Esto forma parte del contexto, pero no demuestra que la regulación sea la causa inmediata del cierre. El comunicado oficial solo habla de una revisión estratégica. La lectura más prudente es que BitMEX llegó al final después de perder liquidez frente a competidores, soportar mayores exigencias de cumplimiento y dejar de ser el lugar donde se concentraba la negociación de perpetuos. Son factores coherentes con su trayectoria, no una explicación detallada confirmada por la empresa.
La política pública de jurisdicciones restringidas de BitMEX no incluye a España. Sin embargo, eso solo describe los países a los que la compañía impide acceder y no demuestra una autorización específica para ofrecer todos sus derivados a clientes minoristas españoles. Por esta razón, la pieza no presenta a BitMEX como una plataforma autorizada o supervisada en España.

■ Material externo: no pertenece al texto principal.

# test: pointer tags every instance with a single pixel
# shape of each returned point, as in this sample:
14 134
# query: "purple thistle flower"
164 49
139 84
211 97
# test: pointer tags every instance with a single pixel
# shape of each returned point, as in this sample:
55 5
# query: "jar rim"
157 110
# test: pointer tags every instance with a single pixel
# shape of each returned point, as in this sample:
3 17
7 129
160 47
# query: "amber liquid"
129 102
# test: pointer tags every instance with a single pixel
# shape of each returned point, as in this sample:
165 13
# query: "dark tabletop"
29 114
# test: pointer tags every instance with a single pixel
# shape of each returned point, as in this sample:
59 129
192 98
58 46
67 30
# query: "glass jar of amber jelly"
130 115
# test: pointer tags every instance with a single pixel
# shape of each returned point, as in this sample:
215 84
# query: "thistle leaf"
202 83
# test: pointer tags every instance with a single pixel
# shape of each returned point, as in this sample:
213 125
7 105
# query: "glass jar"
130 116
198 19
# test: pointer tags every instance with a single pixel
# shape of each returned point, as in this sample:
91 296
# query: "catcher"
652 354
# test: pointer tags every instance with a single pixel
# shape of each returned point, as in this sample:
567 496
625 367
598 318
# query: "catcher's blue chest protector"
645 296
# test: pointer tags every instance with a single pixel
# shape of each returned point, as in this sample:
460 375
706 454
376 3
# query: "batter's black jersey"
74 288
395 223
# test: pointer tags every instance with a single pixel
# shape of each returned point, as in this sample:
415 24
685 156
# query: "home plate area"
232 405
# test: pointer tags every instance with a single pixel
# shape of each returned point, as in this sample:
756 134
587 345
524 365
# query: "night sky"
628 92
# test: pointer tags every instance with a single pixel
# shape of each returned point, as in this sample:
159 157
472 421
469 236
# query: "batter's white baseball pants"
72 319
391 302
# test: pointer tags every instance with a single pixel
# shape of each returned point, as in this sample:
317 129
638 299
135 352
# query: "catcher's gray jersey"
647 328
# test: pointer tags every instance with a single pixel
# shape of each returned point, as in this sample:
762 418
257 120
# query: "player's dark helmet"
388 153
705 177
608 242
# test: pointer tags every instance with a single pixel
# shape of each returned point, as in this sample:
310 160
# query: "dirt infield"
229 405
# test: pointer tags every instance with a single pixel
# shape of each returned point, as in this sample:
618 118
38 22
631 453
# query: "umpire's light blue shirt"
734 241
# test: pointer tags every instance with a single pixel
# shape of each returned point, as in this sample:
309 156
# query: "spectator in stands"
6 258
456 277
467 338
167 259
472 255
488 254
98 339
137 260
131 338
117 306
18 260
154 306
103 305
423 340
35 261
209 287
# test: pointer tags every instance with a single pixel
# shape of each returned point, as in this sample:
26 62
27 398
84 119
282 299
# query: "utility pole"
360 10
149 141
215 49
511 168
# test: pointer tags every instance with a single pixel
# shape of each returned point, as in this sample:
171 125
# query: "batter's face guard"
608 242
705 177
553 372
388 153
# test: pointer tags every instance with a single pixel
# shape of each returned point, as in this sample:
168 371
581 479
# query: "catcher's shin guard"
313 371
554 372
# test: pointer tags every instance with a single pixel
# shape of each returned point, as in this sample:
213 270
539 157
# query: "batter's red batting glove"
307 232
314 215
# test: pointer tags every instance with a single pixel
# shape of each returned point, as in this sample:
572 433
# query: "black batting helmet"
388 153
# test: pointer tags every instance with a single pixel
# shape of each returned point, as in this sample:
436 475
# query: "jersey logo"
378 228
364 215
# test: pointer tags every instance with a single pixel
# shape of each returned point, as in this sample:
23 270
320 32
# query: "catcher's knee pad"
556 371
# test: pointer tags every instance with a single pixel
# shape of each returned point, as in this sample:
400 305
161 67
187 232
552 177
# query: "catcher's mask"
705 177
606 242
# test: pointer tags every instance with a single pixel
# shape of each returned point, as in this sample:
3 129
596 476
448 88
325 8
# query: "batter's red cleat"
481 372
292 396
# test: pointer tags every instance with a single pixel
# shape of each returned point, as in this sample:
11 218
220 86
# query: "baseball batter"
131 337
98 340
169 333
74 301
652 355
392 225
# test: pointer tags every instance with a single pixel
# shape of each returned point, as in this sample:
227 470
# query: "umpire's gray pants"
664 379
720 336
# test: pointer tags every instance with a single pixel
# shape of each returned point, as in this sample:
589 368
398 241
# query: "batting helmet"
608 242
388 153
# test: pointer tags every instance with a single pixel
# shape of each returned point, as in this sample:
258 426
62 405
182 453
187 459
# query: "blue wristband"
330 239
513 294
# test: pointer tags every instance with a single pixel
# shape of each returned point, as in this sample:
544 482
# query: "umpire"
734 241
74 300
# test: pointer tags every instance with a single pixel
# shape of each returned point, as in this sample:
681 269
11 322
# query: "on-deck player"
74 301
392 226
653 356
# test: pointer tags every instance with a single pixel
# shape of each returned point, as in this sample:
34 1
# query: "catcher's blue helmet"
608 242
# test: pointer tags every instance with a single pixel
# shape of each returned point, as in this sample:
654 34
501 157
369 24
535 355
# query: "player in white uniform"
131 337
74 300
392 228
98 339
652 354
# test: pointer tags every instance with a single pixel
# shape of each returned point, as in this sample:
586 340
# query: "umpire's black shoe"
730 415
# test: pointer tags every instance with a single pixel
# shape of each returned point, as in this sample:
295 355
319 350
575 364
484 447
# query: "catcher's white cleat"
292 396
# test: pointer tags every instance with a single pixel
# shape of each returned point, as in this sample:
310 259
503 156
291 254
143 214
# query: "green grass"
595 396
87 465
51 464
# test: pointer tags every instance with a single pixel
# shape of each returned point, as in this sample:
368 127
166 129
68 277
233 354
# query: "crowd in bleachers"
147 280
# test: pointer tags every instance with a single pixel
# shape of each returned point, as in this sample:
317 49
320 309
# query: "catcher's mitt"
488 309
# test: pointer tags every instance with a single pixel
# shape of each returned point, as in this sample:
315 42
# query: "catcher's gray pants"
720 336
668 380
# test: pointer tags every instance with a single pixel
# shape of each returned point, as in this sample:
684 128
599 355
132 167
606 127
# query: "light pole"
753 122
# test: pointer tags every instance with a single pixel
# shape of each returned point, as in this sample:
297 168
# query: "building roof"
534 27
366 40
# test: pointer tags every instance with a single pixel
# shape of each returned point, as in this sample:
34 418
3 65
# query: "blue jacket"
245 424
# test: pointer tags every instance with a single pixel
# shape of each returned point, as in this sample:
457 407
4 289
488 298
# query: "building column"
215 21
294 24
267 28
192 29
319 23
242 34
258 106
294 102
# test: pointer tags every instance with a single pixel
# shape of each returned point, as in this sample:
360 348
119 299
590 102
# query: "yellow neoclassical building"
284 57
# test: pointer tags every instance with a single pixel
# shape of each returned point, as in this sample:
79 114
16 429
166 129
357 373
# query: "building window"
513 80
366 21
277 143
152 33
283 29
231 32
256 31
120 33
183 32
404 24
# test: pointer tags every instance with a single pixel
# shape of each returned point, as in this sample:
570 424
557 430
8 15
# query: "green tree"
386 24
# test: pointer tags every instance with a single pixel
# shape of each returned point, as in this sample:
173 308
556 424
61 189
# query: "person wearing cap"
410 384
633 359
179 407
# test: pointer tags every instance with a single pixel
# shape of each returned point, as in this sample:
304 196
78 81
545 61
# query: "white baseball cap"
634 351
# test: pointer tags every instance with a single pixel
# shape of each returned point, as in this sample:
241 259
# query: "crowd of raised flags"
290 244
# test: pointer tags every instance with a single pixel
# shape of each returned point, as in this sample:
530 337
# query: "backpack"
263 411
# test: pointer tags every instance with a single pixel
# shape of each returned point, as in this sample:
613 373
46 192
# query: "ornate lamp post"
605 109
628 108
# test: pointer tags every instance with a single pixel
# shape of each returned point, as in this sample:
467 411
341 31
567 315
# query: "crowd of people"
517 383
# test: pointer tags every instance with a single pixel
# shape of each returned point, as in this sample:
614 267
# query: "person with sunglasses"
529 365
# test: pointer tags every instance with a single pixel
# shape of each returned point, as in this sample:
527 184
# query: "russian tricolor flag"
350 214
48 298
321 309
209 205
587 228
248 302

Para el usuario, la lección es más práctica que histórica. Un exchange puede seguir operativo, publicar reservas y contar con una marca conocida, pero aun así cerrar, limitar posiciones o cambiar las condiciones de retirada. Antes de trasladar fondos a otra plataforma conviene revisar la entidad jurídica, la jurisdicción, las comisiones, la custodia y las reglas de retirada en un comparador de exchanges de criptomonedas y contrastar las opiniones y análisis de exchanges. Elegir el destino con prisas puede sustituir un riesgo por otro.
El cierre de BitMEX no significa el final de los contratos perpetuos: el mercado que ayudó a crear es hoy mucho mayor que la propia empresa. Sí confirma algo menos llamativo y más útil: innovar primero no garantiza conservar la liquidez, y la custodia en una plataforma siempre incluye riesgo operativo y de contraparte. Para sus clientes, la prioridad ahora son las fechas, el cierre ordenado de posiciones y la retirada mediante los canales oficiales.